In this episode of the Break Things on Purpose podcast, we speak with Armon Dadgar, CTO and co-founder of Hashicorp.
Jason Yee: Welcome everyone to the Build Things on Purpose podcast. This is a nice spin off of the Break Things on Purpose podcast, where we talk to people that are builders, that have created really cool software that hopefully helps us build really cool, reliable things. So joining me today, I've got Armon Dadgar from HashiCorp. Armon, why don't you say hello?
Armon Dadgar: Hey Jason, thanks so much for hosting me. Great to be here, happy to chat.
Jason Yee: Yeah, so how are things at HashiCorp?
Armon Dadgar: I think better than probably for most. We were a distributed company to start for the year. So for us getting from 90 to a 100% not so bad, but it's been a super fun year. We've had two brand new product announcements with Boundary and Waypoint, we got to announce the HashiCorp cloud platform and shifting into managed services with AWS and Azure this year. So it's been filled with a lot of new products and it's been fun, given everything else.
Jason Yee: Yeah. So given the theme of the podcast, you have been building a lot of really fantastic, interesting stuff. And I think most of the listeners are already familiar with the company just from using things like Vagrant, Terraform and all these other great products. So you did mention two new products, Waypoint and Boundary. So tell me a little bit about Waypoint. What is it?
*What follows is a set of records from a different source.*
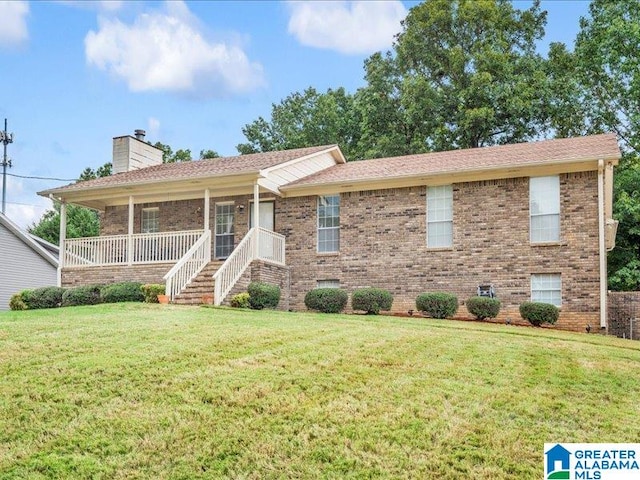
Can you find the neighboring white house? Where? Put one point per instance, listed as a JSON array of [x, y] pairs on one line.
[[26, 261]]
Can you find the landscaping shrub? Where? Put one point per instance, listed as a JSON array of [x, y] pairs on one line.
[[483, 307], [240, 300], [371, 300], [151, 292], [537, 313], [16, 302], [44, 297], [122, 292], [84, 295], [326, 300], [437, 305], [263, 295]]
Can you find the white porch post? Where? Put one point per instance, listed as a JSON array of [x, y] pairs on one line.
[[206, 210], [130, 233], [63, 240], [256, 217]]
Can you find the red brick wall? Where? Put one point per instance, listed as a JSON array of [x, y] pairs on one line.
[[383, 244]]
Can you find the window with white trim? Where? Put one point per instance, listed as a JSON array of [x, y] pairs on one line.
[[546, 288], [440, 216], [329, 223], [150, 222], [544, 209], [224, 230]]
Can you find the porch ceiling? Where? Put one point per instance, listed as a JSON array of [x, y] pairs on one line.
[[101, 197]]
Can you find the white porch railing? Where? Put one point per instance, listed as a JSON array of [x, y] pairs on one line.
[[124, 249], [270, 248], [192, 263]]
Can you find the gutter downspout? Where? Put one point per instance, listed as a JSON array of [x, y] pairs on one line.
[[63, 240], [601, 246]]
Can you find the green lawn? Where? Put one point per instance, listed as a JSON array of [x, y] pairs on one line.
[[150, 391]]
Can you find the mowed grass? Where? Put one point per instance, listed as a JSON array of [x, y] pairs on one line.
[[149, 391]]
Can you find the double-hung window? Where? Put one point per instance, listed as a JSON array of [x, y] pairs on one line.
[[329, 223], [544, 209], [546, 288], [440, 216], [150, 220], [224, 230]]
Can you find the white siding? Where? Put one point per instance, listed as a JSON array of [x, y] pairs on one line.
[[293, 171], [21, 267]]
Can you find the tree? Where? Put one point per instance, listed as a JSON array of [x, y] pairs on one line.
[[168, 156], [306, 119], [205, 154], [464, 74], [607, 60]]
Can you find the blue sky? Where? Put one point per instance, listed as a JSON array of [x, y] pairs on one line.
[[192, 74]]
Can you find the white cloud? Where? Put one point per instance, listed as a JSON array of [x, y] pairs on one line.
[[153, 128], [359, 27], [100, 5], [13, 22], [166, 50]]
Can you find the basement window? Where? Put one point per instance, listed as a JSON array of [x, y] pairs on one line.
[[546, 288], [150, 220]]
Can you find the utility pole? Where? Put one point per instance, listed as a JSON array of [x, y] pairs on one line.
[[6, 139]]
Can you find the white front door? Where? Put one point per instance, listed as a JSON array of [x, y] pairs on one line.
[[266, 213], [267, 218]]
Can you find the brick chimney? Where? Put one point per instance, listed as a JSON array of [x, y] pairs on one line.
[[133, 153]]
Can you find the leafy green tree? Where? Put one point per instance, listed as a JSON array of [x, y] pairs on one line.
[[205, 154], [463, 74], [169, 156], [306, 119]]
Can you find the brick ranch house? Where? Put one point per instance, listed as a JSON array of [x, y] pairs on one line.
[[533, 220]]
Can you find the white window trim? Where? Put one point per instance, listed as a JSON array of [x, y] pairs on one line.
[[533, 215], [548, 289], [439, 247], [142, 219], [319, 228]]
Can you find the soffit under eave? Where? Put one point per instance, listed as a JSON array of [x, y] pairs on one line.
[[444, 178]]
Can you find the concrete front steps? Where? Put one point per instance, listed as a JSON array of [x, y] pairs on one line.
[[199, 286]]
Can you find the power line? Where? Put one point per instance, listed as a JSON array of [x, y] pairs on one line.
[[42, 178]]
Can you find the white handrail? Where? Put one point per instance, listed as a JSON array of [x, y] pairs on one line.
[[189, 266], [234, 266], [270, 248], [113, 249]]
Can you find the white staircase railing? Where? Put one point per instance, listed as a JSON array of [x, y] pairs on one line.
[[189, 266], [124, 249], [258, 244]]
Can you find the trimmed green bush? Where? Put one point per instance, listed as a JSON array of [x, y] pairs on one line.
[[16, 302], [483, 307], [537, 313], [437, 304], [84, 295], [263, 295], [151, 292], [240, 300], [122, 292], [371, 300], [326, 300], [44, 297]]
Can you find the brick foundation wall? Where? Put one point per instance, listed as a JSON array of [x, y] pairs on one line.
[[73, 277], [624, 314], [383, 244]]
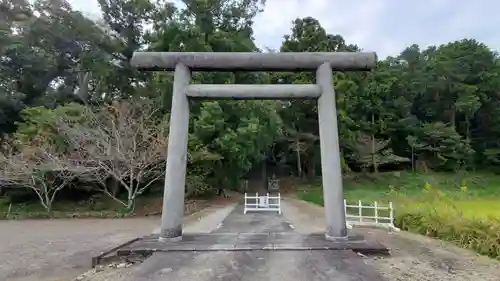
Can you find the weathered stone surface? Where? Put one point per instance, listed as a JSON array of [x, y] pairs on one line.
[[222, 61], [253, 92]]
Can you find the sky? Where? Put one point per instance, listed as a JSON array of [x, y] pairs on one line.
[[383, 26]]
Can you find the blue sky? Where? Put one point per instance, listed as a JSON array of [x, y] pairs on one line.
[[384, 26]]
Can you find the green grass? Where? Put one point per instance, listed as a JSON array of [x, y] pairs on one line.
[[480, 199], [460, 208]]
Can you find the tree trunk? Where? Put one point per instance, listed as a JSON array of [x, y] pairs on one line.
[[452, 119], [114, 186], [311, 168], [374, 160], [130, 202], [299, 164]]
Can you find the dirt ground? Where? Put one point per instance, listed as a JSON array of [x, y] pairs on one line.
[[414, 257], [57, 250]]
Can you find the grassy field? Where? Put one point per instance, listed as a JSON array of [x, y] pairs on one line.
[[469, 195], [460, 208]]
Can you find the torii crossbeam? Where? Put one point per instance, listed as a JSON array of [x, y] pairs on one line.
[[185, 62]]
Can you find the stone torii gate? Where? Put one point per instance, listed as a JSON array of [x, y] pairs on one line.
[[185, 62]]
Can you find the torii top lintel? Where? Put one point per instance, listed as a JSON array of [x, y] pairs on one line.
[[239, 61]]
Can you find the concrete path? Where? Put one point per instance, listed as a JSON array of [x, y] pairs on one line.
[[60, 250], [251, 265]]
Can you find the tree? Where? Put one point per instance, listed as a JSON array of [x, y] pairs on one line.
[[42, 170], [124, 142]]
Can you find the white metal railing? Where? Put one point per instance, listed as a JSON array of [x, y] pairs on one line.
[[376, 217], [262, 203]]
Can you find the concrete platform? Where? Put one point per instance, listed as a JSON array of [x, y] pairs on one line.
[[283, 241]]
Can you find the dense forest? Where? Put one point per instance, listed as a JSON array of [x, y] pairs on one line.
[[75, 114]]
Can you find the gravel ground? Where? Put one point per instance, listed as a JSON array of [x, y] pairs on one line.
[[57, 250], [247, 265], [414, 257]]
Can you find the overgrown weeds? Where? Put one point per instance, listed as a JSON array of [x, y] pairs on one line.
[[457, 214]]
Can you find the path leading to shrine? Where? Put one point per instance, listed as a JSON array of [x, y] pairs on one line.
[[60, 250]]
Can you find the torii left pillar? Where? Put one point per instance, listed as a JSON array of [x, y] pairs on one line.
[[323, 91]]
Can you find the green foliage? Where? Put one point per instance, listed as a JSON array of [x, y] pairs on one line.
[[457, 208]]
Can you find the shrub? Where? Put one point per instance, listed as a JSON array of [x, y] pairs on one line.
[[480, 235]]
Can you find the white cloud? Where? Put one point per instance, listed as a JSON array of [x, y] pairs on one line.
[[384, 26]]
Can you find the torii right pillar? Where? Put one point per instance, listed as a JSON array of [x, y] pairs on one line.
[[331, 169]]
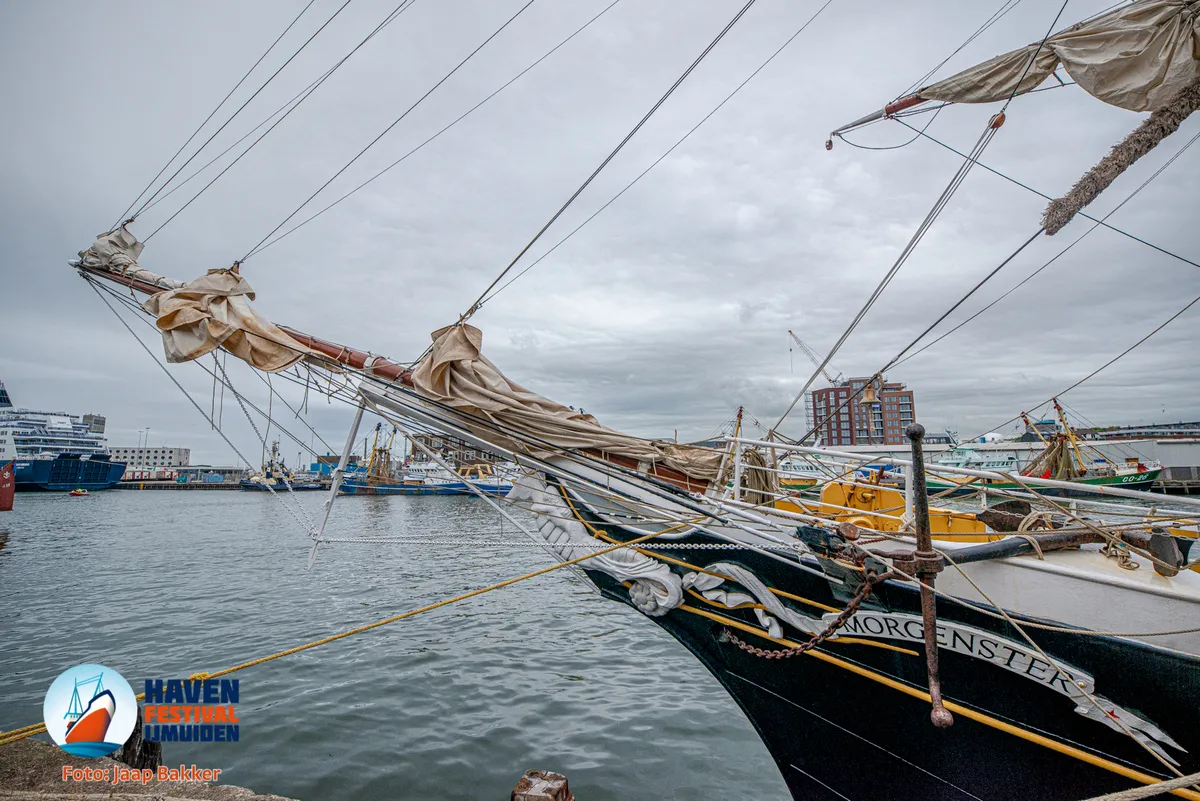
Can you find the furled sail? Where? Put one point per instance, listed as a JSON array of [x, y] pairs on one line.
[[201, 315], [214, 312], [118, 251], [456, 373], [1137, 58]]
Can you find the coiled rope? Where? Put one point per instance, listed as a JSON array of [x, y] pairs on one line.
[[40, 728]]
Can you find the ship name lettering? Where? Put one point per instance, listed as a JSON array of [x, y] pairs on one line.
[[975, 643]]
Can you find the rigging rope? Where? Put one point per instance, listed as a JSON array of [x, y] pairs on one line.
[[249, 100], [399, 10], [918, 235], [385, 131], [1008, 5], [304, 523], [1055, 258], [454, 122], [1043, 194], [213, 113], [474, 306], [657, 161]]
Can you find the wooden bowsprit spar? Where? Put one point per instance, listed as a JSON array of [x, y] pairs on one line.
[[381, 367], [1141, 56]]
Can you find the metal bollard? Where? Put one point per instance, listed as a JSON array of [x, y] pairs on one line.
[[929, 565]]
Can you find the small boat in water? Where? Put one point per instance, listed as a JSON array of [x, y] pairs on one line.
[[382, 477], [276, 475], [1063, 459], [7, 470]]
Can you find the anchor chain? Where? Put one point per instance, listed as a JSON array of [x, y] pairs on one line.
[[871, 578]]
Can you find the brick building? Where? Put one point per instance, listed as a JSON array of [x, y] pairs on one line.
[[853, 423]]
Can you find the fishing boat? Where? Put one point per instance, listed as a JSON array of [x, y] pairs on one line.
[[276, 475], [57, 451], [1057, 663], [1065, 458]]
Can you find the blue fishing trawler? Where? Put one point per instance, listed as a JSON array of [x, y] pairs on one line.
[[58, 451]]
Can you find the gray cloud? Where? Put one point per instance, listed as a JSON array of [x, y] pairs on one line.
[[671, 307]]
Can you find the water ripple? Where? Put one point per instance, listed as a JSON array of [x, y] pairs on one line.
[[453, 704]]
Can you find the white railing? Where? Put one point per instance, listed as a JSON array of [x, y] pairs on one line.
[[864, 459]]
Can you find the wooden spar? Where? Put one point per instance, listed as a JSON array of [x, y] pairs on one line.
[[887, 110], [336, 353], [388, 369]]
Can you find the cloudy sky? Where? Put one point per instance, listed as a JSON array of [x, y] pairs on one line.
[[665, 312]]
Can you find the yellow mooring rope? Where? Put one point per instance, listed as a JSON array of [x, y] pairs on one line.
[[39, 728]]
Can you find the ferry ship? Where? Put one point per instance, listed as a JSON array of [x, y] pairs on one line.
[[57, 451]]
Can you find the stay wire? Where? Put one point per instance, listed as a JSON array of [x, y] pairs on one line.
[[215, 422], [1043, 194], [399, 10], [659, 160], [456, 121], [249, 100], [1008, 5], [388, 130], [198, 408], [213, 113], [918, 235], [612, 155], [897, 359], [1062, 252]]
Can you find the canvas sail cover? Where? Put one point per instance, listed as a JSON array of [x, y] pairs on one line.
[[457, 374], [1137, 58], [118, 251], [214, 312]]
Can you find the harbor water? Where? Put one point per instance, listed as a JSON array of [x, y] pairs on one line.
[[453, 704]]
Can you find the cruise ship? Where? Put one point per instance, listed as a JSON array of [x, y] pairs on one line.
[[57, 451]]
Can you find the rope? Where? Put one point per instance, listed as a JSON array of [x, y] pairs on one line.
[[249, 100], [385, 131], [612, 155], [399, 10], [918, 235], [1043, 194], [39, 728], [1150, 790], [192, 401], [659, 160], [1096, 224], [454, 122], [213, 113]]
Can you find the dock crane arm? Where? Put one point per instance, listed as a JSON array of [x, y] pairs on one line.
[[813, 356]]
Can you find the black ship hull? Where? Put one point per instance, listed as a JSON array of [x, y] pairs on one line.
[[852, 718]]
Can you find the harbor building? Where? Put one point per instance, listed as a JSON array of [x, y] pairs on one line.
[[58, 451], [149, 459], [844, 421], [209, 474]]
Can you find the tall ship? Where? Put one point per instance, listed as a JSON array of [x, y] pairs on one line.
[[57, 451], [1056, 661], [1066, 457]]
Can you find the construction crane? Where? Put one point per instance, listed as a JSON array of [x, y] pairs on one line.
[[813, 356]]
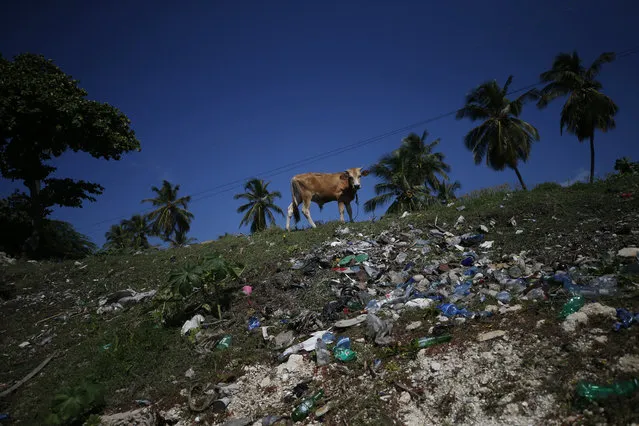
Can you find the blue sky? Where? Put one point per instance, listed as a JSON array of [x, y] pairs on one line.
[[221, 91]]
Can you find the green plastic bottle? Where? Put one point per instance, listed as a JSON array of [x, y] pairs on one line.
[[225, 342], [621, 388], [425, 342], [572, 305], [344, 354], [303, 410]]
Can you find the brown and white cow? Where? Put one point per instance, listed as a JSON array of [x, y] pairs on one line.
[[323, 188]]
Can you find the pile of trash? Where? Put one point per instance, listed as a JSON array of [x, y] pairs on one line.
[[376, 280]]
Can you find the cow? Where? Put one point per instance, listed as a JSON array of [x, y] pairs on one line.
[[323, 188]]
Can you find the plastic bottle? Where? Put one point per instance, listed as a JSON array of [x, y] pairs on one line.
[[572, 305], [289, 351], [344, 354], [322, 354], [591, 391], [425, 342], [303, 410], [225, 342]]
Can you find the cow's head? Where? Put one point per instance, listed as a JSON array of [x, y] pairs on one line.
[[352, 176]]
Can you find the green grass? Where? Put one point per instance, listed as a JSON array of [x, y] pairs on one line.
[[146, 361]]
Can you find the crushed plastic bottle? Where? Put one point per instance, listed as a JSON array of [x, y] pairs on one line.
[[373, 306], [425, 342], [304, 409], [322, 354], [572, 305], [344, 354], [592, 391], [468, 261], [225, 342], [254, 323]]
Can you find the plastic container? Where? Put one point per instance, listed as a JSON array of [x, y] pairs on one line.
[[425, 342], [304, 409]]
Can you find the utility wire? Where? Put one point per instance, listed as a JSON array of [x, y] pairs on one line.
[[229, 186]]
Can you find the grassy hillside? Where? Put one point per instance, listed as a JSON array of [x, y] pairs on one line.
[[53, 307]]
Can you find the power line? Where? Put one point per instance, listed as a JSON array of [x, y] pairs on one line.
[[229, 186]]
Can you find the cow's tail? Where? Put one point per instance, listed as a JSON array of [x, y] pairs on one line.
[[295, 192]]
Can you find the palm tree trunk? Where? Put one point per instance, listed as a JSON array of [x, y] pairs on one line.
[[521, 180], [592, 157]]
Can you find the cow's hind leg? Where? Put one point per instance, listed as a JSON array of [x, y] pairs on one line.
[[349, 210], [289, 216], [340, 205], [306, 209]]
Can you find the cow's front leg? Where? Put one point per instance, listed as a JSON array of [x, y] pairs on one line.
[[349, 210], [306, 209]]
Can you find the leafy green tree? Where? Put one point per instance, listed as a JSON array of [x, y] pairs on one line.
[[408, 175], [43, 113], [139, 229], [171, 216], [445, 190], [181, 240], [260, 205], [58, 239], [502, 138], [587, 109], [118, 237], [625, 166]]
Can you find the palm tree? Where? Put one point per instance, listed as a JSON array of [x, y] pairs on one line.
[[445, 190], [502, 137], [407, 175], [138, 228], [171, 216], [587, 108], [117, 237], [260, 204], [181, 240]]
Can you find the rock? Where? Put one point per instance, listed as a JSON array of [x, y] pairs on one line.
[[573, 320], [283, 339], [628, 252], [629, 363], [515, 272], [351, 322], [414, 325], [404, 398], [599, 309], [422, 303], [142, 417], [490, 335]]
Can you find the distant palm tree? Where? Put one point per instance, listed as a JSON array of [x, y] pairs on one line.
[[171, 216], [408, 174], [117, 237], [139, 229], [445, 190], [587, 108], [181, 240], [260, 204], [502, 137]]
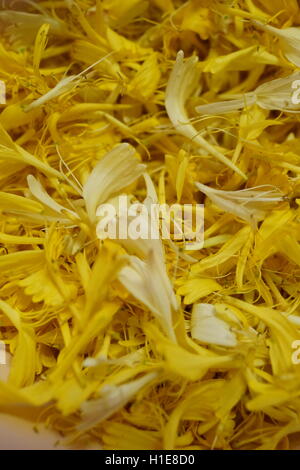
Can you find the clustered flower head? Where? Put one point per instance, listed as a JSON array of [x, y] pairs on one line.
[[146, 344]]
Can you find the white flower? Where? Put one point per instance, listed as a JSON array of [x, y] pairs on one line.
[[113, 398], [208, 328], [250, 205], [275, 94], [147, 279], [148, 282], [63, 86], [182, 81], [289, 40], [116, 170]]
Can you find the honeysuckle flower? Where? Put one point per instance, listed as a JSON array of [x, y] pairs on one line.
[[275, 94], [250, 205], [112, 399], [29, 23], [116, 170], [147, 279], [149, 283], [289, 40], [208, 328], [63, 86], [182, 81]]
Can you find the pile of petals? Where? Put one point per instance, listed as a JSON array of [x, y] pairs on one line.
[[145, 344]]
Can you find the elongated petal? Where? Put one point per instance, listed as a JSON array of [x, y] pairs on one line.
[[209, 329], [116, 170], [39, 193], [112, 400], [182, 82]]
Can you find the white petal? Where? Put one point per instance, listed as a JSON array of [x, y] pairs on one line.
[[207, 328], [181, 84], [116, 170], [113, 399], [39, 193]]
A tool to unify devs, ops, and release engineers
Armon Dadgar: So Waypoint's probably are the weirdest product in our portfolio to describe, if only because I think we're taking a different take, I guess, on application delivery. I think the big question for us, for a long time, for users has been, "What's the developer interface to this stuff?" And what I mean by that is we make a whole bunch of ops tooling, and so we often get asked, "Should developers learn Terraform? And is Terraform the way I deploy my apps? Should developers learn Kubernetes, and they use CRDs or something? Is that how they should deploy it?"
And so I think there's been this question of what's the dev interface? And for us, the answer has always been none of those. Those are all operator tools. They're designed for operations and that's why they're complicated and are powerful. They support all these things.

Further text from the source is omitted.